The 314th Maintenance Squadron refurbishment flight is taking battle weary, 40-year-old C-130 and in 27 work days, returning them to "showroom new" condition with a 100 percent quality assurance pass rate. The 16 person flight consists of nine crew chiefs and seven structural maintainers. In addition, seven survival equipment technicians and the electro-environmental, avionics and isochronal avionics back shops step in to literally turn yesterday's technology into tomorrow's future.

More than a cosmetic makeover, as part of the refurbishment program the team removes all equipment; sands, preps and repaints the flight deck and cargo area; recovers and replaces all flight deck seats and cargo area sound-proofing; touches up the exterior paint; and installs new anti-skid decals in the cargo area. The refurb process saved approximately $4 million in 2006.

"We take it to the extreme due to the fact we have the program down," Wing leadership wanted a program that pretty much restored a 40-year-old aircraft," said Senior Master Sgt. Earnest Heflin, 314th MXS fabrication flight chief. "It's really an art form."

"There's no other program out there like this. The alternative is to send it to depot -usually at the five-year mark, but they don't have a refurbishment program yet," he said.

In 2006, the team has refurbished five Little Rock C-130s and a MC-130-P from Kirtland Air Force Base, N.M.

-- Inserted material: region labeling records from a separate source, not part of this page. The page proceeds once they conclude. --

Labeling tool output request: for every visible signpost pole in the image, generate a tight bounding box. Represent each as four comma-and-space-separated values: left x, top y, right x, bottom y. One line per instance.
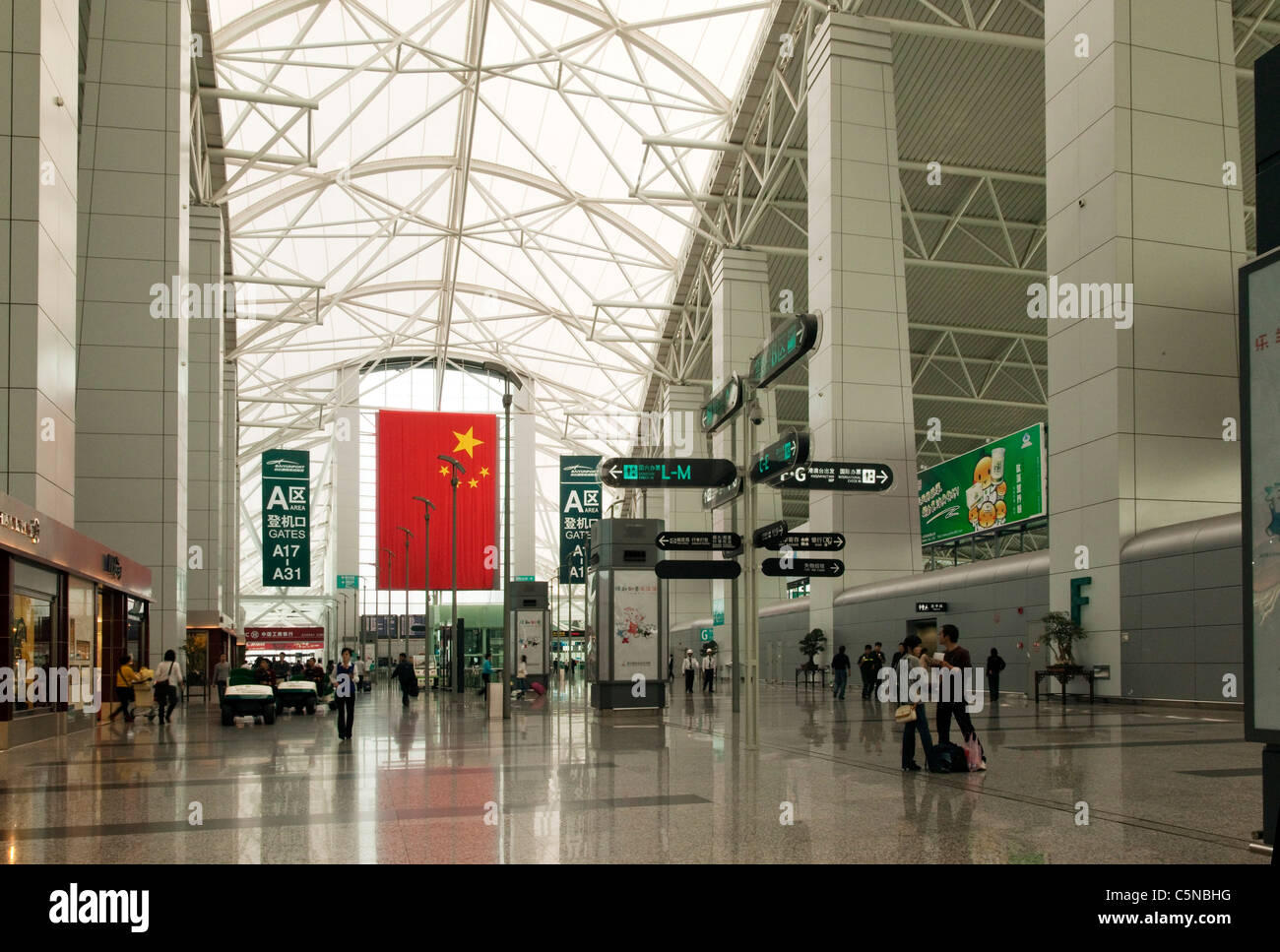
742, 396, 760, 750
732, 418, 751, 714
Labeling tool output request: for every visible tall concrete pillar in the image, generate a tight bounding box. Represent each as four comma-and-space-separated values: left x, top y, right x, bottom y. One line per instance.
76, 0, 189, 666
325, 366, 360, 650
666, 384, 729, 647
1044, 0, 1245, 696
712, 248, 786, 667
0, 0, 80, 525
186, 205, 224, 626
511, 379, 538, 576
807, 14, 925, 644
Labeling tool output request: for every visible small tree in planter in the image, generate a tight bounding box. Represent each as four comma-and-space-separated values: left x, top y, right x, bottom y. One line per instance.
1041, 611, 1089, 667
800, 628, 827, 670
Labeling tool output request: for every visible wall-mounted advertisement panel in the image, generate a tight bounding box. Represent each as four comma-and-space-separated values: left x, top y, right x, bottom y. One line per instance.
1241, 249, 1280, 743
921, 423, 1049, 545
610, 571, 662, 680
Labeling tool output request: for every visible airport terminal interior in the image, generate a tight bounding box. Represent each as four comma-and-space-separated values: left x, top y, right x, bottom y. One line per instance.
0, 0, 1280, 869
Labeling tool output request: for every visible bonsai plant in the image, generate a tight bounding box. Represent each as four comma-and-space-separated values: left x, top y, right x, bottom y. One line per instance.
1041, 611, 1089, 667
800, 628, 827, 670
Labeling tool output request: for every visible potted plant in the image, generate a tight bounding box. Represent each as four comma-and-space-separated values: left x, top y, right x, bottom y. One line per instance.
800, 628, 827, 670
1041, 611, 1089, 669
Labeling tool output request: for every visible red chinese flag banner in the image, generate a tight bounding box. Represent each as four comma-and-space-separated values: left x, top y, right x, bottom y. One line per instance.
378, 410, 500, 591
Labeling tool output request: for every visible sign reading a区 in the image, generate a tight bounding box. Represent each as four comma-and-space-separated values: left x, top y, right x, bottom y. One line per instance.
559, 456, 602, 585
263, 449, 311, 589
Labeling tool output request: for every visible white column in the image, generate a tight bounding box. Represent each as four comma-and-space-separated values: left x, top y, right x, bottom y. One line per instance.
712, 248, 786, 663
666, 384, 729, 639
0, 0, 80, 524
186, 206, 224, 624
809, 14, 925, 644
76, 0, 191, 666
1044, 0, 1245, 696
511, 379, 538, 576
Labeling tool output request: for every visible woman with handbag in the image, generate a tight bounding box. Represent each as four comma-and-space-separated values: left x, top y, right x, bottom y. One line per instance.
893, 635, 935, 773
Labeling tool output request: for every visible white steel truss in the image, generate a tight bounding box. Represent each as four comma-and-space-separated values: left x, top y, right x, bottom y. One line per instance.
208, 0, 775, 594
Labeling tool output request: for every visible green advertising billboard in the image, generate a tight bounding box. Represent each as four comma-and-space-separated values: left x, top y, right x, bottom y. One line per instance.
921, 423, 1049, 545
263, 449, 311, 589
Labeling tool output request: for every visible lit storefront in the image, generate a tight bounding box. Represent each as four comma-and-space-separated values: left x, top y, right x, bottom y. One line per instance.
0, 494, 151, 750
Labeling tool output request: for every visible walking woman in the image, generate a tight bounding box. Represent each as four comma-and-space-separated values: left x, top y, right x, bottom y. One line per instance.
330, 648, 359, 741
893, 635, 935, 773
107, 654, 138, 721
157, 648, 182, 725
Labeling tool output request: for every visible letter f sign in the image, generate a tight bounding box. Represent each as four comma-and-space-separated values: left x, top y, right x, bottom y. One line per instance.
1071, 576, 1093, 624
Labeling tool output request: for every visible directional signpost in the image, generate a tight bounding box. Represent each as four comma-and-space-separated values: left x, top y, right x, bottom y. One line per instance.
764, 533, 845, 551
760, 559, 845, 578
777, 461, 893, 492
703, 476, 745, 511
656, 533, 742, 551
599, 457, 737, 488
750, 313, 818, 387
653, 559, 742, 578
750, 428, 809, 482
751, 520, 788, 549
703, 374, 742, 432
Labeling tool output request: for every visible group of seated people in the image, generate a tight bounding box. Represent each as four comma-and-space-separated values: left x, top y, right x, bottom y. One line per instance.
244, 654, 329, 693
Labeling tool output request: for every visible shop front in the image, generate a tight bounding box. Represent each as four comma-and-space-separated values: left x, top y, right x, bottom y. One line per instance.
0, 492, 151, 750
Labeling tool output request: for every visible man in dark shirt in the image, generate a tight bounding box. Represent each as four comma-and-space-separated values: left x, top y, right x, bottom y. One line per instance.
831, 645, 850, 701
858, 645, 877, 697
938, 624, 973, 743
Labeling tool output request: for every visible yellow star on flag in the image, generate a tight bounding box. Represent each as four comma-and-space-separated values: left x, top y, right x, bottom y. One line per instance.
453, 426, 483, 458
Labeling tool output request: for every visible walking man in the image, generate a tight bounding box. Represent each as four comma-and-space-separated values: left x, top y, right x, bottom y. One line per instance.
831, 645, 853, 701
681, 648, 698, 693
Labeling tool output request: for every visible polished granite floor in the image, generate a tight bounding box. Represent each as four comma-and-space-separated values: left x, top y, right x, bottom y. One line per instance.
0, 682, 1266, 863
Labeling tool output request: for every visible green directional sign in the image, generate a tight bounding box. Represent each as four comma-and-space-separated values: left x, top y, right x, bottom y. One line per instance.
601, 457, 737, 488
749, 313, 818, 387
703, 374, 742, 432
751, 428, 809, 482
263, 449, 311, 589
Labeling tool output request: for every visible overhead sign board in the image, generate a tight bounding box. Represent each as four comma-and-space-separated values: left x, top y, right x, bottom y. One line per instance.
263, 449, 311, 589
656, 533, 742, 551
703, 374, 742, 432
777, 461, 893, 492
764, 533, 845, 551
751, 520, 788, 549
599, 457, 737, 488
921, 423, 1049, 545
751, 428, 809, 482
760, 558, 845, 578
703, 476, 745, 509
653, 559, 742, 578
557, 456, 603, 585
749, 313, 818, 387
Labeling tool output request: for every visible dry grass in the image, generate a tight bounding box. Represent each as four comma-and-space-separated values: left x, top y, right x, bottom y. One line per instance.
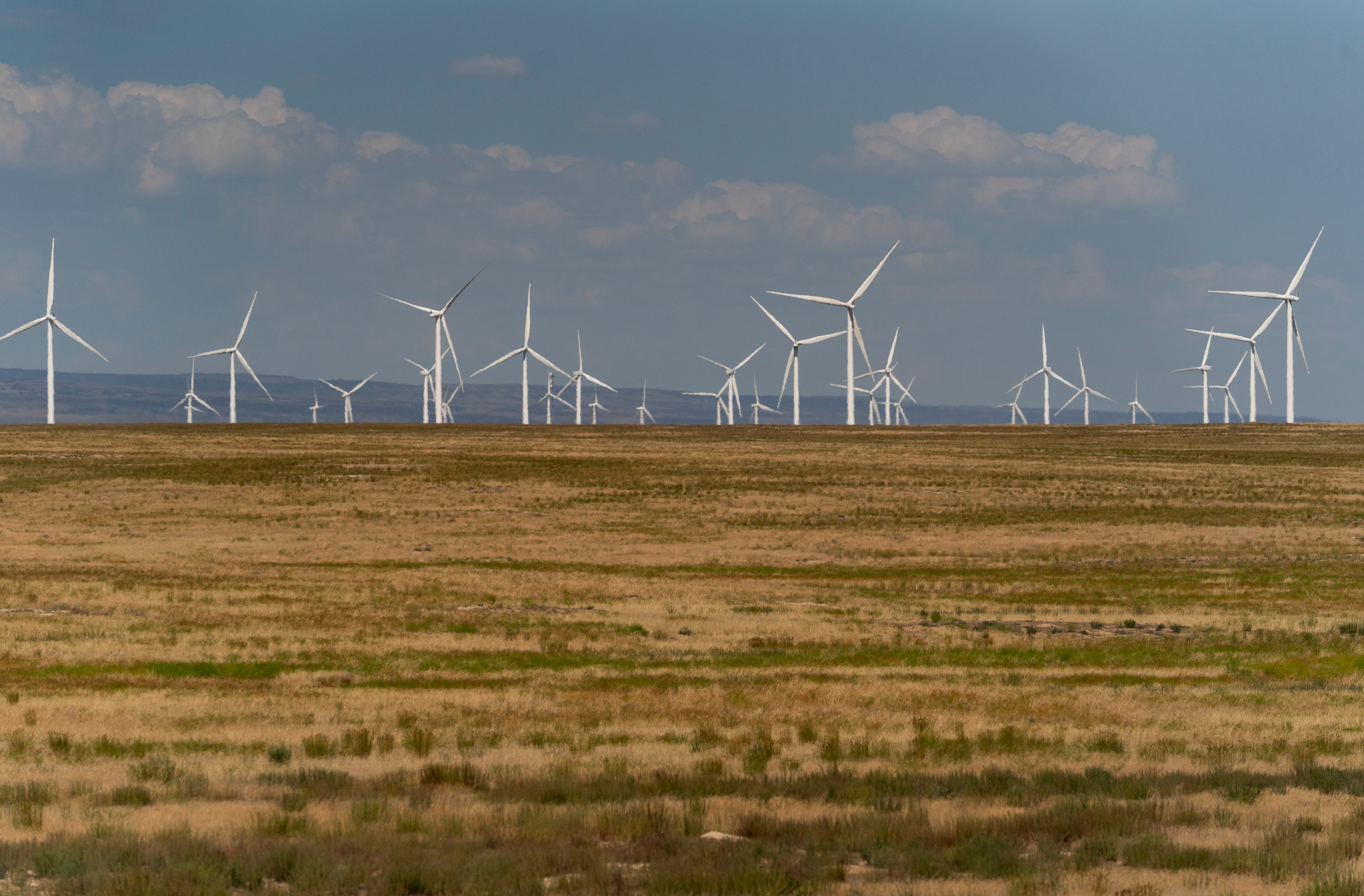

"Kirtland pilots flew one of our C-130s overseas and got to asking what our program was all about. We signed a memorandum of agreement (to start working on their birds. This isn't just a Little Rock program," said Senior Master Sgt. Heflin "The C-130 fleet is getting older and maintaining them is getting more difficult. The return on investment is huge; we are saving approximately $800,000 in contractor costs."

Though there are configuration differences in the two airframes, the refurbishment experts' take the challenge in stride.

"It's not a cookie cutter deal. Each aircraft's program is individually tailored," said Capt. John Thomas, 314th MXS fabrication flight commander. "It fosters lot of teamwork too. There are not a lot of jobs where you get so many people from different Air Force Specialty Codes working together shoulder-to-shoulder. It shows these guys have built a team."

The team is also improving their processes to improve mission effectiveness.

"Exterior paint touch up wasn't a part of the refurb process prior to 2006. If we're going to have aircraft in our possession for 27 work days and it goes through the paint barn for a five-day window, not only are we painting the inside, we're touching up the exterior," Sergeant Heflin said. "That's a win-win situation. Aircraft maintenance units don't have to give that aircraft up at a later date for a paint touch-up."

The team members take great pride in the "wows" from aircrews after they see the finished product.

"We've heard a lot of positive responses from flight crews and people who have seen our product are amazed at what we can do," said survival equipment specialist Staff Sgt. Kelly Hutchinson. "We've heard that when our planes go to other bases, they know it belongs to Little Rock because they can tell the difference between the work we do versus what other people have done."

"When one of our planes go down range, it's the showcase," said crew chief Tech. Sgt. Mark Hettinger." Other bases want to fly our planes."